A critical element of the negotiations is moving Saab car production back to its Swedish Trollhattan headquarters; some Saabs are now built by GM's Opel facilities in Germany, AutoCar reports.
Other Swedish press reports say an untangling of new product development work and reestablishment of Saab's own research and development operations are also in the works. Among the entanglements is next-generation Saab 9-5, which is to ride on GM's global Epsilon II platform that also is used by the award-winning Opel Insignia in Europe and the upcoming Buick LaCrosse in the U.S.
Media reports say up to $100 million is still needed to finish the car's engineering work and pay for its launch and global marketing costs. Some reports suggest future products, like the Saab 9-4X crossover, which was to be built at a GM plant in Mexico, would be purchased directly from GM.
What's not clear is Saab's financial viable. Saab's plant in Sweden is running at about half capacity; it would need to run full out for breakeven to even begin to be possible. Plus more stringent regulations globally on fuel economy and emissions require massive amounts of R&D dollars.
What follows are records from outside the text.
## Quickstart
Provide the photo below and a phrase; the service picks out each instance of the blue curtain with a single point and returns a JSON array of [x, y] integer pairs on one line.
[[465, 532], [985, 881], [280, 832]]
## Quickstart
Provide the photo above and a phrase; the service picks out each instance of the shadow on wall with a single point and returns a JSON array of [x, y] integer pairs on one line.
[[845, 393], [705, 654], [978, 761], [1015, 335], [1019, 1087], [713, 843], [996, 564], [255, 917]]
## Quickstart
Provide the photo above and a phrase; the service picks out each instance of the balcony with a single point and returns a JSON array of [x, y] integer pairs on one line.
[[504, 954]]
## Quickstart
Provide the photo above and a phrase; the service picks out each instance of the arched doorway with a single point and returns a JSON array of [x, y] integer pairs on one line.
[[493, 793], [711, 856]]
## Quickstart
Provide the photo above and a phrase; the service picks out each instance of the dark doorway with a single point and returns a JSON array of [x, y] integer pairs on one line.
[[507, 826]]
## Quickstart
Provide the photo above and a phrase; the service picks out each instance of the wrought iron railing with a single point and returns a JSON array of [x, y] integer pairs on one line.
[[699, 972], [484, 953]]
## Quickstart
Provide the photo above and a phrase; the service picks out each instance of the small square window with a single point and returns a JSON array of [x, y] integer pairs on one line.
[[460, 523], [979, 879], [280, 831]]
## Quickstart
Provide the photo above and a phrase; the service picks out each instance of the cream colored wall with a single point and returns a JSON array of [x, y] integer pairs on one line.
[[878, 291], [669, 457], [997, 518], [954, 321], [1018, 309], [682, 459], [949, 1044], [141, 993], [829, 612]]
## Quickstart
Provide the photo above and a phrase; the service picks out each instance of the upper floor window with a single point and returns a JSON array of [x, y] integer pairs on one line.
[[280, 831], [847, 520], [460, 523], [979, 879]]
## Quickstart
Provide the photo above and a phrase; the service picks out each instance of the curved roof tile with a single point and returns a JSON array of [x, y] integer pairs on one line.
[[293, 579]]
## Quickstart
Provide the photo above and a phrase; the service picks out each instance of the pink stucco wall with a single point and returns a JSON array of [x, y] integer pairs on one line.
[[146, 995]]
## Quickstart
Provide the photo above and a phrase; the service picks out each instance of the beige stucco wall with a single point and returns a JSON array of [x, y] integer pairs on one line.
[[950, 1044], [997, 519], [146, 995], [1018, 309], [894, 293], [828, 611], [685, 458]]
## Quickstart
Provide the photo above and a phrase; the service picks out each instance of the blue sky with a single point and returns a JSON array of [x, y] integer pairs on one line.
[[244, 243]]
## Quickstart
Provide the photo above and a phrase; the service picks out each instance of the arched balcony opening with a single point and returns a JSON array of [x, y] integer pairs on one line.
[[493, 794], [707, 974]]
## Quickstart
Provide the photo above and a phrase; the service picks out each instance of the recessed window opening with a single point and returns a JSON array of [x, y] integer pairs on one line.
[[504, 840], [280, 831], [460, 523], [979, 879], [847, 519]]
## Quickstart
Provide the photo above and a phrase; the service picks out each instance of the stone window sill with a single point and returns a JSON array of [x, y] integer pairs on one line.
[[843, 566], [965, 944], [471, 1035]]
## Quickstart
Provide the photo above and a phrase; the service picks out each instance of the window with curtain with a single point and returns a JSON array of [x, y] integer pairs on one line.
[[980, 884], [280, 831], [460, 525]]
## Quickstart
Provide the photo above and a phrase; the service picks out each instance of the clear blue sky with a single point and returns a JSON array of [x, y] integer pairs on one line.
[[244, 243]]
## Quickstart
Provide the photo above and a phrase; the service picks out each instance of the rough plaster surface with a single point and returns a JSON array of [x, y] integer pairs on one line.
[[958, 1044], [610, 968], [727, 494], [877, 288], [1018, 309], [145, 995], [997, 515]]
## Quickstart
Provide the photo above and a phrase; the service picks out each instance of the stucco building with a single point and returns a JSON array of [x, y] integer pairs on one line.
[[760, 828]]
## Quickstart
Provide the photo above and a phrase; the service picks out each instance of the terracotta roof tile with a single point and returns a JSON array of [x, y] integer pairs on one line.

Saab was not profitable under GM's umbrella and it is hard to imagine how it could turn a profit on its own.
Volvo on the Block
Ford will begin seeing buyers for Volvo next month and expects to draw bids from Chinese carmakers, reports Bloomberg News, quoting unnamed sources familiar with Ford's plan. Sales documents will be sent to prospective buyers mid-February.
Chinese bidders could include SAIC Motor Corp., China's largest carmaker which partners with General Motors and Volkswagen; Chery Automobile Co., which had a deal with Chrysler that is now defunct; and Guangzhou Automobile Group Co., which builds cars for Honda and Toyota in Japan.
Analysts say Volvo's global network of dealers and development capability could be attractive to suitors, especially those from China looking to expand globally.
Ford bought Volvo for $6.4 billion in 1999 and had been part of the now-defunct Premier Automotive Group of luxury brands collected when Jac Nasser was Ford CEO. It's not clear how much Ford could get for Volvo; it sold Jaguar and Land Rover to India's Tata last year for $2.3 billion -- before the bottom fell out of the market.
Volvo's global sales in 2008 totaled 458,323, 14 percent more than its first year of Ford ownership. In 2007, Volvo set sales records in important developing markets such as Russia and China. However, it is in a slump in the U.S., with sales falling to about 73,000 vehicles, well off the 2004 peak of 140,000 and 40,000 less than 1999.